Best-in-class companies are using geographic information system (GIS) technology to understand how their customers—current and potential—are interacting with the geographic and business landscape of these companies’ markets.
Looking Forward
The pandemic has changed how businesses interact with their customers. As we move into 2022, there are some clear trends that, I think, will be important as businesses adapt to meeting the changing needs of their customers:
- Customer engagement is more critical than ever, so tools like GIS that allow businesses to connect more authentically with their customers will continue to be critical.
- Adoption of big data tools, machine learning, and artificial intelligence will continue to grow across business sectors. Companies will leverage these tools to find precise local insights and discrete correlations that can provide them with competitive advantages in customer acquisition and product range planning and allocation.
- There will be hyperlocal execution at scale. The gap between the haves and the have-nots in business will grow, I think, at a faster rate than we’ve seen in the last 18 months.
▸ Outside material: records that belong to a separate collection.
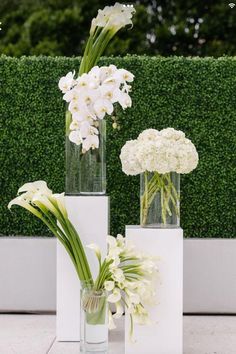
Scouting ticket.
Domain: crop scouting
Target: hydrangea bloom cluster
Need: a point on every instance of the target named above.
(162, 151)
(90, 97)
(129, 277)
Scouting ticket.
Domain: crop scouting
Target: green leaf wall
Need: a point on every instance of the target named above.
(196, 95)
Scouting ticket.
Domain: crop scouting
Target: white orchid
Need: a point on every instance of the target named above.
(66, 82)
(91, 97)
(90, 142)
(115, 296)
(113, 17)
(109, 285)
(75, 137)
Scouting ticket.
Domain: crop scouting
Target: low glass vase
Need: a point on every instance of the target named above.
(93, 321)
(159, 200)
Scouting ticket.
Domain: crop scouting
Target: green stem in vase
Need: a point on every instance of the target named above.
(169, 198)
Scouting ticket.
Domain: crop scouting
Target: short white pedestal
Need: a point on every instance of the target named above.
(165, 336)
(90, 217)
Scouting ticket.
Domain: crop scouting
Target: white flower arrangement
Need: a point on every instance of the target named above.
(127, 275)
(90, 97)
(157, 154)
(162, 151)
(95, 90)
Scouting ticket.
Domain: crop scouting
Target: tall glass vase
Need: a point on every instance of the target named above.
(93, 321)
(159, 200)
(86, 172)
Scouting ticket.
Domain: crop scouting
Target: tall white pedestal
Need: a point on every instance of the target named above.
(165, 335)
(90, 217)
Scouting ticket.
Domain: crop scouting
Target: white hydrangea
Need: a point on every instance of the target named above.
(90, 97)
(163, 151)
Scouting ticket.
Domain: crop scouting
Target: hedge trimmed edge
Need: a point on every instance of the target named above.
(196, 95)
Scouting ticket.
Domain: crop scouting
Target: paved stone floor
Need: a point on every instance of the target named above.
(35, 334)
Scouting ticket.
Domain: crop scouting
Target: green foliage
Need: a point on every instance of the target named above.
(165, 27)
(194, 95)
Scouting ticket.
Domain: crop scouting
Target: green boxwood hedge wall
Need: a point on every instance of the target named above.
(196, 95)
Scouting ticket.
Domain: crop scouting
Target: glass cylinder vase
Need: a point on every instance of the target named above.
(86, 172)
(93, 321)
(159, 200)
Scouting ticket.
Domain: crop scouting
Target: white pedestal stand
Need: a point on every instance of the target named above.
(90, 217)
(165, 335)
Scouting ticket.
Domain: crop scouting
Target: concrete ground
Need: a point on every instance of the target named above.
(35, 334)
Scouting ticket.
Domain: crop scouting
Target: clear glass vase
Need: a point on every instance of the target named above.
(86, 172)
(93, 321)
(159, 200)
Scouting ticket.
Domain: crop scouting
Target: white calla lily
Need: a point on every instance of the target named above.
(119, 310)
(35, 187)
(111, 323)
(109, 285)
(20, 201)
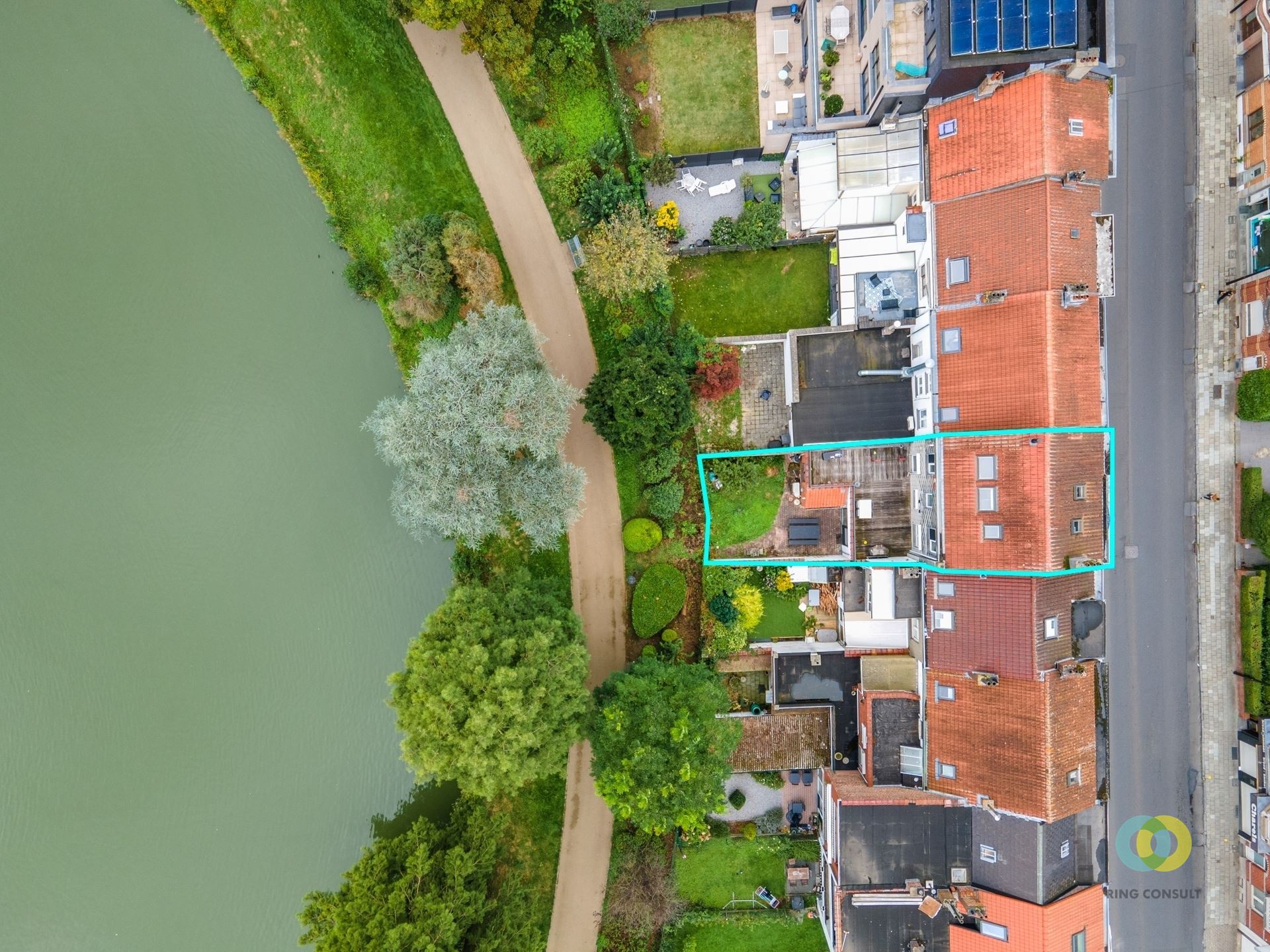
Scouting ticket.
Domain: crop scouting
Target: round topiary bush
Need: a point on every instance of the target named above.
(658, 600)
(1253, 397)
(640, 535)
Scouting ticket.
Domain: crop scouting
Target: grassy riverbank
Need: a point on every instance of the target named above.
(352, 99)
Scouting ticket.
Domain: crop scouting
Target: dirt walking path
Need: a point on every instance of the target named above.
(544, 281)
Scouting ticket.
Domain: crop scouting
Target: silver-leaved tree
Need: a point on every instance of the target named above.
(476, 436)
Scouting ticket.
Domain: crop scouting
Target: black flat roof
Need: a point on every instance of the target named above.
(883, 928)
(799, 682)
(887, 844)
(835, 403)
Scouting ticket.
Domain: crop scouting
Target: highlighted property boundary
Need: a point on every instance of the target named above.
(1109, 541)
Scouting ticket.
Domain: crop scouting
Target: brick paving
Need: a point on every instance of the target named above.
(762, 367)
(1216, 348)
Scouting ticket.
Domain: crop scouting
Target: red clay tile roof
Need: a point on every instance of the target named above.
(1019, 239)
(850, 790)
(1015, 742)
(1035, 502)
(828, 496)
(1020, 132)
(1000, 623)
(1025, 362)
(1034, 928)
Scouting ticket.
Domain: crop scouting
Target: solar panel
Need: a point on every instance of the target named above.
(1013, 24)
(960, 27)
(1064, 22)
(987, 15)
(1038, 24)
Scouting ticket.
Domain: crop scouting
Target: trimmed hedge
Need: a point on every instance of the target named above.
(1253, 397)
(658, 600)
(1253, 589)
(1250, 498)
(640, 535)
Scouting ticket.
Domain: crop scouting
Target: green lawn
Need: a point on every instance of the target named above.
(706, 73)
(708, 875)
(781, 619)
(740, 294)
(745, 513)
(352, 99)
(748, 932)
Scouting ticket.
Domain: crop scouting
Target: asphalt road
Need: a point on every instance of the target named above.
(1151, 600)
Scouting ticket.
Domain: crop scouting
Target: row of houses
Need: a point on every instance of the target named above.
(960, 777)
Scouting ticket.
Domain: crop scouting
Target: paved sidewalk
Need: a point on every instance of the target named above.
(1216, 346)
(544, 281)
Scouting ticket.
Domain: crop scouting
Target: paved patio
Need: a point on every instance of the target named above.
(698, 212)
(762, 368)
(759, 799)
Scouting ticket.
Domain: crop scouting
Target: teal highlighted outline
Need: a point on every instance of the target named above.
(1109, 539)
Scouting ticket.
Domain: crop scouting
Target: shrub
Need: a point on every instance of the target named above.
(658, 600)
(1250, 498)
(1253, 397)
(603, 197)
(668, 216)
(364, 278)
(724, 231)
(770, 778)
(1260, 524)
(476, 270)
(640, 535)
(663, 299)
(661, 169)
(760, 225)
(665, 499)
(748, 603)
(1251, 607)
(659, 465)
(621, 20)
(773, 822)
(544, 143)
(718, 372)
(722, 608)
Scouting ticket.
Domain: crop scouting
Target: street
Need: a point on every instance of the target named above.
(1151, 600)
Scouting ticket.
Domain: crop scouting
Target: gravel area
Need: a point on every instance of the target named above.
(698, 212)
(759, 799)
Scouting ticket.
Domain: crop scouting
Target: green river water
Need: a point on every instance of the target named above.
(201, 587)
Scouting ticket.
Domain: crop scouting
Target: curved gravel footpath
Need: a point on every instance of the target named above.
(544, 280)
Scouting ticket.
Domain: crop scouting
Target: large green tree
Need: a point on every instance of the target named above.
(494, 688)
(426, 889)
(659, 752)
(476, 438)
(642, 400)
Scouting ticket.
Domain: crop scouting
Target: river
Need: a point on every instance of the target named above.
(201, 587)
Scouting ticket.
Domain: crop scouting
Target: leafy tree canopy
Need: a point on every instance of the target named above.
(476, 436)
(427, 889)
(642, 400)
(494, 688)
(659, 753)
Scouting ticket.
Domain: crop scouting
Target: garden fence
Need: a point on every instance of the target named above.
(695, 159)
(716, 9)
(786, 243)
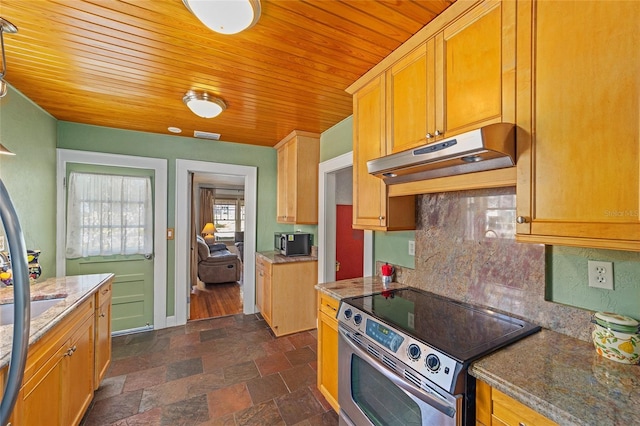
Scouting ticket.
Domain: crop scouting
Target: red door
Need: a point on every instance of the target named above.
(349, 245)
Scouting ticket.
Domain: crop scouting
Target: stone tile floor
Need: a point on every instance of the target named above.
(223, 371)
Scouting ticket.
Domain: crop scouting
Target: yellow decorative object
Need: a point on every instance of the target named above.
(616, 346)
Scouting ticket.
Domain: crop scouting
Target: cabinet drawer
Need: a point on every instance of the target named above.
(512, 413)
(328, 305)
(104, 294)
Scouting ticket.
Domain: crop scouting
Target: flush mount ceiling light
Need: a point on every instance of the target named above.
(203, 105)
(9, 28)
(225, 16)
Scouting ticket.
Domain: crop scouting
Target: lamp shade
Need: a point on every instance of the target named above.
(5, 151)
(225, 16)
(203, 105)
(209, 229)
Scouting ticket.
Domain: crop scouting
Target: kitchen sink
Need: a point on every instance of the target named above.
(38, 307)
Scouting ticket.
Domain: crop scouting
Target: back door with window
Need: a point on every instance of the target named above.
(132, 305)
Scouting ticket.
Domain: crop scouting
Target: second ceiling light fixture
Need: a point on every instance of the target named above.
(225, 16)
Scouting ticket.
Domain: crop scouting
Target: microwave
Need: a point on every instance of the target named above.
(293, 243)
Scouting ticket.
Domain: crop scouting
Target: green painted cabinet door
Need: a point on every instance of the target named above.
(132, 303)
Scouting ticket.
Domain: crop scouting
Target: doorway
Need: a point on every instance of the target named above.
(184, 171)
(334, 173)
(217, 214)
(159, 167)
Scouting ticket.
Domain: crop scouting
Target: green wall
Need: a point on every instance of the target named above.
(337, 140)
(567, 279)
(30, 133)
(102, 139)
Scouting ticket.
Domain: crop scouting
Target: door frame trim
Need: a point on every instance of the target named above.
(182, 223)
(160, 168)
(327, 220)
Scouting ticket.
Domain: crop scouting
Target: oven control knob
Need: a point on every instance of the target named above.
(357, 318)
(432, 362)
(414, 352)
(395, 343)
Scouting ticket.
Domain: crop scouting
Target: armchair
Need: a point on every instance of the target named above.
(216, 264)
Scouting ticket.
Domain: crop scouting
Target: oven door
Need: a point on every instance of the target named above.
(371, 394)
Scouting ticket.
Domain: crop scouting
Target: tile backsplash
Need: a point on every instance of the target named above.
(466, 250)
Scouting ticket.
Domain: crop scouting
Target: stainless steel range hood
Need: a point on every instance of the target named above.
(490, 147)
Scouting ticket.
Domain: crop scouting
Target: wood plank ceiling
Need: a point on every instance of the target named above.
(127, 64)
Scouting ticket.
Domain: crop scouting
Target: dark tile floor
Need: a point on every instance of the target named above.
(223, 371)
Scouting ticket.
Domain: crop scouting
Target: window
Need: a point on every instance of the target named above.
(228, 216)
(108, 215)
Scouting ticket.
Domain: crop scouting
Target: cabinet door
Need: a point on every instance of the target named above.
(103, 334)
(581, 183)
(78, 374)
(267, 294)
(328, 350)
(293, 296)
(407, 100)
(369, 192)
(282, 181)
(39, 399)
(476, 79)
(263, 288)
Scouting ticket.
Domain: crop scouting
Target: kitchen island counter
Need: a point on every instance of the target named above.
(565, 380)
(71, 292)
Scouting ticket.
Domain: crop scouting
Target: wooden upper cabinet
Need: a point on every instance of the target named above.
(409, 86)
(579, 126)
(297, 198)
(477, 84)
(459, 79)
(372, 209)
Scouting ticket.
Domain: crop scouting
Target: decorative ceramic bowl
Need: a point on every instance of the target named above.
(616, 346)
(616, 322)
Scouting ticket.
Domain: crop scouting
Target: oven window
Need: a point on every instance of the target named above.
(381, 401)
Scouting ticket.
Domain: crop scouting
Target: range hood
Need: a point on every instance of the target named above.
(487, 148)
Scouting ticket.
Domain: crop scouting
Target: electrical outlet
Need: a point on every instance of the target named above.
(600, 274)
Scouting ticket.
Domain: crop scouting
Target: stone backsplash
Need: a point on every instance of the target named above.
(466, 250)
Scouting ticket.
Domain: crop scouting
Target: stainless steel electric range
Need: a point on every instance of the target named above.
(404, 356)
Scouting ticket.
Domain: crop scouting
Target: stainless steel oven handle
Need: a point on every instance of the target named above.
(418, 393)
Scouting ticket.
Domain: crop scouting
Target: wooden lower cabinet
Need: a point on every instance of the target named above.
(58, 382)
(65, 366)
(103, 333)
(328, 349)
(494, 408)
(286, 294)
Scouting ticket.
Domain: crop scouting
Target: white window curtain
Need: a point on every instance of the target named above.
(108, 215)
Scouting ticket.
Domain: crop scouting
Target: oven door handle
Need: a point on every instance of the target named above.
(421, 394)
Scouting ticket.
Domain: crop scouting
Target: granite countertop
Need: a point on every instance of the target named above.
(355, 287)
(561, 377)
(565, 380)
(71, 291)
(275, 257)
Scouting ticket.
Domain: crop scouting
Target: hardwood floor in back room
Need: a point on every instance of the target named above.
(222, 371)
(215, 300)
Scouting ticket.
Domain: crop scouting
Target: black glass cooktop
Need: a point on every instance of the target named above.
(460, 330)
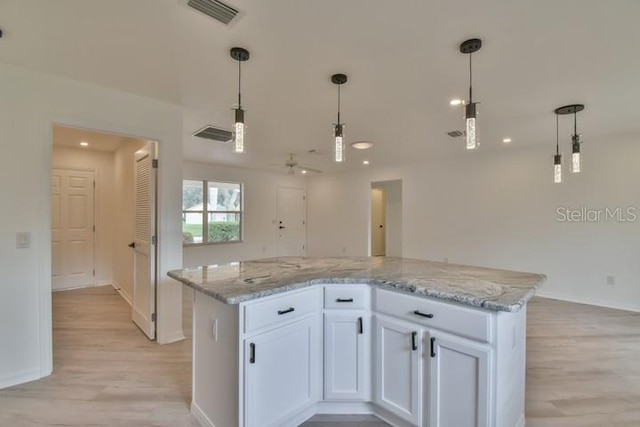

One of the key drivers will be the ability of business to consume granular data and execute strategies that create unique local experiences for customers, across products and services.
Change is never easy. One of the slogans that a former employer of mine lived by was this: Speed Is Life. The global pandemic has certainly demonstrated just how important being nimble in business is. I expect 2022 to see even faster adoption of geospatial thinking in business as more leaders come to understand what GIS can do for them, and just how location intelligence can provide local insights and inform and drive change.